The study analysed DNA taking from the teeth and bones of two women found in a cave known as Devil's Gate, located in the Amur Basin region in far eastern Russia, near the coast where Russia borders North Korea.
The cave was first excavated by Soviet scientists in 1973, when the team came across hundreds of stones and bone tools, the wood of a former dwelling, woven wild grass, and the remains of five humans.
The site itself dates back to more than 9,000 years ago, but the researchers looked at DNA from the skulls of two females that are estimated to have died around 7,700 years ago. One was in her early 20s, and the other was close to 50 years old.
Analysis of such ancient DNA is incredibly tricky, seeing as genetic information degrades over time. But the team was able to obtain enough mitochondrial DNA - a type of longer-lasting DNA only passed down between females - from the two women to study.
In particular, they gained enough genetic information from the 50-year-old woman to get an idea of how she looked.
Their results suggest that she had brown eyes and thick, straight hair, and was lactose intolerant.
More importantly, she was also genetically very similar to the groups that still live in the region today, particularly the Ulchi - a local Tungusic-language speaking population. Until recently, the Ulchi had maintained a hunter-gatherer lifestyle.
"Once we accounted for some local intermingling, the Ulchi and the ancient hunter-gatherers appeared to be almost the same population from a genetic point of view, even though there are thousands of years between them," said Manica.
This unbroken genetic line is so surprising, seeing as it's vastly different to the history of western Europeans, where over the past 10,000 or so years, continued migration of early farmers from Jordan and Syria overwhelmed local hunter-gatherer populations, and introduced unprecedented genetic diversity.

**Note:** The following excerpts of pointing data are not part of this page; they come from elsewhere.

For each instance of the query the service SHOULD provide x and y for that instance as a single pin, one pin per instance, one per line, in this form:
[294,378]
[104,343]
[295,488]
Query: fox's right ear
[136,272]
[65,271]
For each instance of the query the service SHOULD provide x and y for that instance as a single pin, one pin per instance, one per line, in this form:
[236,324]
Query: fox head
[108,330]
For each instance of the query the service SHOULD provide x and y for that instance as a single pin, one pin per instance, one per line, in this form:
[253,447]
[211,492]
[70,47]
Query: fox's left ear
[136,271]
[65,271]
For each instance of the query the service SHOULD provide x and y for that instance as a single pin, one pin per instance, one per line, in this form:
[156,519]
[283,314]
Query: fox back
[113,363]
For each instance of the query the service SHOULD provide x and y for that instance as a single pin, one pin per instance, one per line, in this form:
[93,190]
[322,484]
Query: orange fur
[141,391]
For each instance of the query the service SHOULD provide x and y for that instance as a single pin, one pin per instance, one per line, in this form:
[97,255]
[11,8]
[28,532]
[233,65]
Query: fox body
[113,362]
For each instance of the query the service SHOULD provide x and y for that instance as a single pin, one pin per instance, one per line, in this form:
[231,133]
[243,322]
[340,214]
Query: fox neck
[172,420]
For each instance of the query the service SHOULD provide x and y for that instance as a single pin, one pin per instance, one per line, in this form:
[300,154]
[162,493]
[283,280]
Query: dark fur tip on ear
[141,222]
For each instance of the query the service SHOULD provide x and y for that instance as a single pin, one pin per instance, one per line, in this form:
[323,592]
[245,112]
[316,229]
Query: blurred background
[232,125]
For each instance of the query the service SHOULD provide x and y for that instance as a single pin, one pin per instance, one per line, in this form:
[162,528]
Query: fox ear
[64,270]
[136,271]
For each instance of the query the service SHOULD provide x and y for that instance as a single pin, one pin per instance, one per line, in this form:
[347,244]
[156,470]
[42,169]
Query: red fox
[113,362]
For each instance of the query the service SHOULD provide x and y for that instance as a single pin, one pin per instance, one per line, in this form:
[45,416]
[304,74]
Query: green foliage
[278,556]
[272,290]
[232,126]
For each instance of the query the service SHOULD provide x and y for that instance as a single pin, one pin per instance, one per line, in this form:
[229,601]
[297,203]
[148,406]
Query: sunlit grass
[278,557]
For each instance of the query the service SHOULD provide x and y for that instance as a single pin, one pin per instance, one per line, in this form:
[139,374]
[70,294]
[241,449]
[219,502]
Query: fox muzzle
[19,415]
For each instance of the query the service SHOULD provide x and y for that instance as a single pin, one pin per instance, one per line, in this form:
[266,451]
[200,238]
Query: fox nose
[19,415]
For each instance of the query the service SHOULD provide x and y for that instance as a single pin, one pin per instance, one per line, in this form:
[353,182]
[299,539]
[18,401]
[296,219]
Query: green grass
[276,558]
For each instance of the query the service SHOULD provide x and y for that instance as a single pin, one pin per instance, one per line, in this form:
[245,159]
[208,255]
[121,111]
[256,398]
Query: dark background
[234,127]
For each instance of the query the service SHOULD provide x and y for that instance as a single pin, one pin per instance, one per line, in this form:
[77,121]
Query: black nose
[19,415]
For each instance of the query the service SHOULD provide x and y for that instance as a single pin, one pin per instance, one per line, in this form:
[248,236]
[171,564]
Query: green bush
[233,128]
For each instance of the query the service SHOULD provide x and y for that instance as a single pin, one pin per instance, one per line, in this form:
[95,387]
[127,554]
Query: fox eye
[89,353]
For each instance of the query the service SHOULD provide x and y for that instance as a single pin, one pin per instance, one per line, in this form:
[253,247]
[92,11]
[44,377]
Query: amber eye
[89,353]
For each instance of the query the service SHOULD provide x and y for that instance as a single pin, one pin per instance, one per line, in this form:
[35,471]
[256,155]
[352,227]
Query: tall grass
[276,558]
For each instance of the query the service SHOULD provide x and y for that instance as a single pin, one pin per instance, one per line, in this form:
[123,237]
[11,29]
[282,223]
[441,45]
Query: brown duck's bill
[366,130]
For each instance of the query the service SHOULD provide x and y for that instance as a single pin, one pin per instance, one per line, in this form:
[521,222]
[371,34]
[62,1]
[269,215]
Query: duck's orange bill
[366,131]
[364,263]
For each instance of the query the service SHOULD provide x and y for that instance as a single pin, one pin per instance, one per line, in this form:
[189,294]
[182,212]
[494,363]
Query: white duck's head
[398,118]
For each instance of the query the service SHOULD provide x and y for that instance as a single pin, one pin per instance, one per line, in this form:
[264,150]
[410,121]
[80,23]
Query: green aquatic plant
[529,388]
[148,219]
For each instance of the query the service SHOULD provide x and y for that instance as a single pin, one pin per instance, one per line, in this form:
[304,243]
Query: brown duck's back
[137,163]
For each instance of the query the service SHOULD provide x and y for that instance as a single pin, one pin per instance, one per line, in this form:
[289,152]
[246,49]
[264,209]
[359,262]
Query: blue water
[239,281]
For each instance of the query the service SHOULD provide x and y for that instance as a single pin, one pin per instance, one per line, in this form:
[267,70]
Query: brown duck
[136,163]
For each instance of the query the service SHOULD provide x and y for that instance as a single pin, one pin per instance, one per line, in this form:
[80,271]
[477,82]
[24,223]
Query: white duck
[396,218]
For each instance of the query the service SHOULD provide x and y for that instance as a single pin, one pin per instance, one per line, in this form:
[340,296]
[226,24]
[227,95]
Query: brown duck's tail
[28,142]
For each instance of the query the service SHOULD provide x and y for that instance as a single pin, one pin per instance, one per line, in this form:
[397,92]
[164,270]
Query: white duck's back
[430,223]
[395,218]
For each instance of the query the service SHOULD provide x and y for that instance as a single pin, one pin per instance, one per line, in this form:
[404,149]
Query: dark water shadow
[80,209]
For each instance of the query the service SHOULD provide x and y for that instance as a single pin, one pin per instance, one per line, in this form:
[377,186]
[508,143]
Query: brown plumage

That agricultural migration was followed by a wave of horse riders that came from central Asia during the Bronze Age, and since then, travel across the region has been consistent.
But it seems that this small corner of east Asia was a lot more isolated, and researchers are now trying to figure out why.
Manica's team thinks it likely had something to do with the extreme climate variation in the region over the past eight millennia, and the vast size of east Asia.
But this is only genetic analysis from one site, and it's also the first genomic data studied from ancient mainland east Asia, so there's a lot more research to be done when it comes to understanding how this unique population evolved and changed over time.
Other experts in the field say it's important to follow up this work by studying the DNA of the earliest farmers in the region, in order to get a better idea of how agriculture spread to the basin, if not via new populations.
"The two Devil's Gate Cave samples are hunter-gatherers and thus the results say little about the spread of the [fully developed] agricultural package," palaeogeneticist David Reich from Harvard University, who wasn't involved in the study, told Science.
More data will hopefully shed some light on this unique part of the world. But the study also highlights the importance of protecting and studying these direct descendants of hunter-gatherers while they're still around.
"These are ethnic groups with traditional societies and deep roots across eastern Russia and China, whose culture, language and populations are rapidly dwindling," said team member Veronika Siska.
"Our work suggests that these groups form a strong genetic lineage descending directly from the early Neolithic hunter-gatherers who inhabited the same region thousands of years previously."
The research has been published in Science Advances.